In between snowfalls on Saturday, March 9th participants gathered at the Cowan Community Center to learn more about the benefits of heirloom seeds. Over thirty participants met early and enjoyed an oatmeal bar and exchanged gardening ideas as we awaited the arrival of Bill Best of Sustainable Mountain Agriculture Center from Berea, Kentucky. Participants had been invited to bring their own heirloom seeds if they had them for a “show and tell.” We know and appreciate the value of a families heirloom seed and wanted no one to feel pressure to give away their seeds, but share their stories. A few of our participants were already saving their seeds and had stories to share with Bill Best. One of our participants, Terry and Carol Rayburn were able to share a variety of Hasting bean that he did not have. As these experienced gardeners studied their seeds for markings, it reminds one of children and their prized marbles searching for a shiny new one. This particular variety had a little pink eye that his did not, we would like to credit this particular bean to Helen and Ralph York, long gone from Cowan Creek and passed away, but the quality seeds they cared for year after year remain and produce beans for the tables of second and third generation families. Bill not only shared the nutritional values of his heirloom seeds as opposed to what we most often have access to, but their stories as well. We were all pleased to learn that the “Big John” bean is known to have originated in Letcher County.
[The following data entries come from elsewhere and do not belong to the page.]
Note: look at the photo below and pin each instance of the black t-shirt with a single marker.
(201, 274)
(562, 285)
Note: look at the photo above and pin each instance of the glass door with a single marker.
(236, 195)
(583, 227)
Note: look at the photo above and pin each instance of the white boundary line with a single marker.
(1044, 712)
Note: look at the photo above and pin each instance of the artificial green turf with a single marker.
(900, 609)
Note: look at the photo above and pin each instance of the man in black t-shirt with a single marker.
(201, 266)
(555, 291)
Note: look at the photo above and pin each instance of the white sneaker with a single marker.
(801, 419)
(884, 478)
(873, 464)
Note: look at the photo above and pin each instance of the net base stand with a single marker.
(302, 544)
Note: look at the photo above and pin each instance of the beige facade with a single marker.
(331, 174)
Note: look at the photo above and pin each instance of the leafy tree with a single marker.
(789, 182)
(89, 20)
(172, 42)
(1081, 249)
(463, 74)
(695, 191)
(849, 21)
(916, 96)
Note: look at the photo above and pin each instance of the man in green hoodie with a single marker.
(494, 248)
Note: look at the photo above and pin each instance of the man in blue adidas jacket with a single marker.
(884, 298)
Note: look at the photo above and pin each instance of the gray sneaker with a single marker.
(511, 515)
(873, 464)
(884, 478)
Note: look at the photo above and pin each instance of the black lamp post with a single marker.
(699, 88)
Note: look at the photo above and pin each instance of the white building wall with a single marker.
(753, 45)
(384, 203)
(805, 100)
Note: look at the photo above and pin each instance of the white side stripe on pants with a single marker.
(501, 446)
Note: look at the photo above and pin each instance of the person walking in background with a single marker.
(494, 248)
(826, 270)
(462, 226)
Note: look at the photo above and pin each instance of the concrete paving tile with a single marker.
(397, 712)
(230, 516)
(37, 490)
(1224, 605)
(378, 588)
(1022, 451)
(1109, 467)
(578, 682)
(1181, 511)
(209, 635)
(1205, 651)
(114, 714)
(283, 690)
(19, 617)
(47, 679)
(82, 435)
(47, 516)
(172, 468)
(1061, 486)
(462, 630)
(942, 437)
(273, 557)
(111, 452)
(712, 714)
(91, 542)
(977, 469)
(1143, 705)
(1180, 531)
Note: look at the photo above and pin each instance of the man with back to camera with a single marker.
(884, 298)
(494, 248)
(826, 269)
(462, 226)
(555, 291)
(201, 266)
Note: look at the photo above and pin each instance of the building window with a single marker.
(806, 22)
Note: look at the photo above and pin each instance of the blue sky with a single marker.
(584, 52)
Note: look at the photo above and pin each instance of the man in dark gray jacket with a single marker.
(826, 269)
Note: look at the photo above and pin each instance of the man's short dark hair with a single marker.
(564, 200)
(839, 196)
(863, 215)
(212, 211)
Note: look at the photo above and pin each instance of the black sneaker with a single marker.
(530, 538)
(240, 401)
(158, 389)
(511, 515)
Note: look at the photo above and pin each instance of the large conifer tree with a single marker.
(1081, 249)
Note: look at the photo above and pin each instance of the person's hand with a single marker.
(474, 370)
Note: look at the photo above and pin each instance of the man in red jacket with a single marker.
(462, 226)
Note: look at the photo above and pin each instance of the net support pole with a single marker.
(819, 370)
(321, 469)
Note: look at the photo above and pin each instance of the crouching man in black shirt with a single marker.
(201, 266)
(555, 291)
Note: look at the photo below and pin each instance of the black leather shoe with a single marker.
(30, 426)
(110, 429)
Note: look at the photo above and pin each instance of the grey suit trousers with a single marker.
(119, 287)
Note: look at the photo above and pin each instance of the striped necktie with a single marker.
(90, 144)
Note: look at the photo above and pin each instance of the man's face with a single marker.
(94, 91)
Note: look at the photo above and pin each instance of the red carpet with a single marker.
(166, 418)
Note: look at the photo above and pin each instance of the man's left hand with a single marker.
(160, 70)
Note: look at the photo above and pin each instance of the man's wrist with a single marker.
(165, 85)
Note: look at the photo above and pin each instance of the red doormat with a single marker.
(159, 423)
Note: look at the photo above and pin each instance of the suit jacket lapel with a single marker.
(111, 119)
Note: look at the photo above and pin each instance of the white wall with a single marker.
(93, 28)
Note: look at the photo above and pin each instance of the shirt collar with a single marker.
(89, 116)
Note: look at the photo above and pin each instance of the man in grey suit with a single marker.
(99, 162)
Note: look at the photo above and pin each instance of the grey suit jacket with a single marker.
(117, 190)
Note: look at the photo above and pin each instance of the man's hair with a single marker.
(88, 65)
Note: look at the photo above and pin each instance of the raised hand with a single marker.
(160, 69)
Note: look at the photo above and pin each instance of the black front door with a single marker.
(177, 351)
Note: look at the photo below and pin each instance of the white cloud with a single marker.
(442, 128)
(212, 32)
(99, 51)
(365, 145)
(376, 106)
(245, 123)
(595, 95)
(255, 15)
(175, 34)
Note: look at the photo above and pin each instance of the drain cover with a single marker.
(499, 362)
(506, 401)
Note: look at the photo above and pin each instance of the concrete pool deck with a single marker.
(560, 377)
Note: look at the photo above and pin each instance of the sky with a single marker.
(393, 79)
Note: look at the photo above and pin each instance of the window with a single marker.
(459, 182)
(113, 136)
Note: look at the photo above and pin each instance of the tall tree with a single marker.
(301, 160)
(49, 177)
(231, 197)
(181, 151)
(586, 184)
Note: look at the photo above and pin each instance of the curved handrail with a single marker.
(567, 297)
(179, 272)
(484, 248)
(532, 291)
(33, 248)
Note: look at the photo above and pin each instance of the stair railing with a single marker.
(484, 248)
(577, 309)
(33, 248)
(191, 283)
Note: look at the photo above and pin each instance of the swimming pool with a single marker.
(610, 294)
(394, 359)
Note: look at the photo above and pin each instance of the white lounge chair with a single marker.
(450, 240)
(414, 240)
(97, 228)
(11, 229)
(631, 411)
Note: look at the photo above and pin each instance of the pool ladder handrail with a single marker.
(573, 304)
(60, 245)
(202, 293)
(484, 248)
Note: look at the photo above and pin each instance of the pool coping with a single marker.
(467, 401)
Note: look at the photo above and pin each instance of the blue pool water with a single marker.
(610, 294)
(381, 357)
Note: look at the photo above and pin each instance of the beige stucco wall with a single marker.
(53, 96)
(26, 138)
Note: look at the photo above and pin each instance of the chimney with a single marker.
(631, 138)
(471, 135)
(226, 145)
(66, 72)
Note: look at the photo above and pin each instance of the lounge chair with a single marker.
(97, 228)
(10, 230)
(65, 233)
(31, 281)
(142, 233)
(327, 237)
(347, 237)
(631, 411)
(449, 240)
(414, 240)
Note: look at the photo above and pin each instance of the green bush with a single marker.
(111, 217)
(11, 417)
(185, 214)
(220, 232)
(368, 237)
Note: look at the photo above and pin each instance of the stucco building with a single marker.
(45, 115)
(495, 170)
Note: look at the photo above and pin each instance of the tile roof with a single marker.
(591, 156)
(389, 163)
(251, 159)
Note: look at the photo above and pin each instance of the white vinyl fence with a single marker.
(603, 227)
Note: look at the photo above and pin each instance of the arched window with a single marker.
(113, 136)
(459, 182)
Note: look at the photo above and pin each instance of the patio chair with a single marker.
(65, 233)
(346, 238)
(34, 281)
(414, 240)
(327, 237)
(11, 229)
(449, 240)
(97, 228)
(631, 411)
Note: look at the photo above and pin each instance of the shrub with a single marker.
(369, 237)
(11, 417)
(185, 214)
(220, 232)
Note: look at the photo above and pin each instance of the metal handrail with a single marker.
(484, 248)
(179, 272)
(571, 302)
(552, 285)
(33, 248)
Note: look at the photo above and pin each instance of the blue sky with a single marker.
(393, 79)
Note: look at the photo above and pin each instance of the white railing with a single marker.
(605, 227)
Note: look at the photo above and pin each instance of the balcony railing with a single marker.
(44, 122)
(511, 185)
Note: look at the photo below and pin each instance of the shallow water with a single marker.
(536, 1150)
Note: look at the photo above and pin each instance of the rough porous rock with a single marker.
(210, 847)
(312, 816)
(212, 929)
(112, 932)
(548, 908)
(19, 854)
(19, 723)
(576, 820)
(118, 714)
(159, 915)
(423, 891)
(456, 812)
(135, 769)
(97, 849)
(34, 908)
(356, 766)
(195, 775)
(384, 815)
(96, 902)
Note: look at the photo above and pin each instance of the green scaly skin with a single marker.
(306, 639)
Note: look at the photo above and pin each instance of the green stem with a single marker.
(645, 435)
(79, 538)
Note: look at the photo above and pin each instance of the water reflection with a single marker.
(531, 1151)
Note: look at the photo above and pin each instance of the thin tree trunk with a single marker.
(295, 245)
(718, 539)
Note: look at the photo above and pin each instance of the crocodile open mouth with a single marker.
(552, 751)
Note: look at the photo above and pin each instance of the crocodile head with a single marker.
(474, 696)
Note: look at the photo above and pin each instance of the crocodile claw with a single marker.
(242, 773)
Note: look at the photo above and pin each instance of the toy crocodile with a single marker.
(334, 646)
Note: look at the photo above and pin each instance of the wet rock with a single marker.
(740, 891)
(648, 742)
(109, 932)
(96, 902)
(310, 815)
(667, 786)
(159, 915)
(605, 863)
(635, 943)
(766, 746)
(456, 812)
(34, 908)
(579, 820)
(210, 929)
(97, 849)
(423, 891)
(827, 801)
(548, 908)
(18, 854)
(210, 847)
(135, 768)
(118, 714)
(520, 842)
Our participants were able to choose from a variety of bean seeds that Bill and his grandson brought to share with the group. The bean seeds our participants were able to choose from included the Saylor Family, Minnie Butterbean, Jane Herald, Gallahar, Jack Kelly Butterbean, McCaine Greasy and the Big John. “If only seeds could talk.”
Participants each got to choose 3 varieties with the understanding seeds will come back at the end of the growing season to share with others. We are hopeful that these seeds will multiply and be shared with many other gardens in Letcher County.
We are excited to see Bill Best’s new book, Saving Seeds, Preserving Taste and one of our participants will receive a signed copy of his copy as a door prize for our event and a couple will be available for participants to borrow and share. Thank you Bill for making the journey to Cowan to share your seeds and knowledge.
As always, special thanks to Grow Appalachia for allowing this gathering to take place and afford the opportunity for our participants to meet such a humble and experienced gardener and take seeds to use in their own gardens.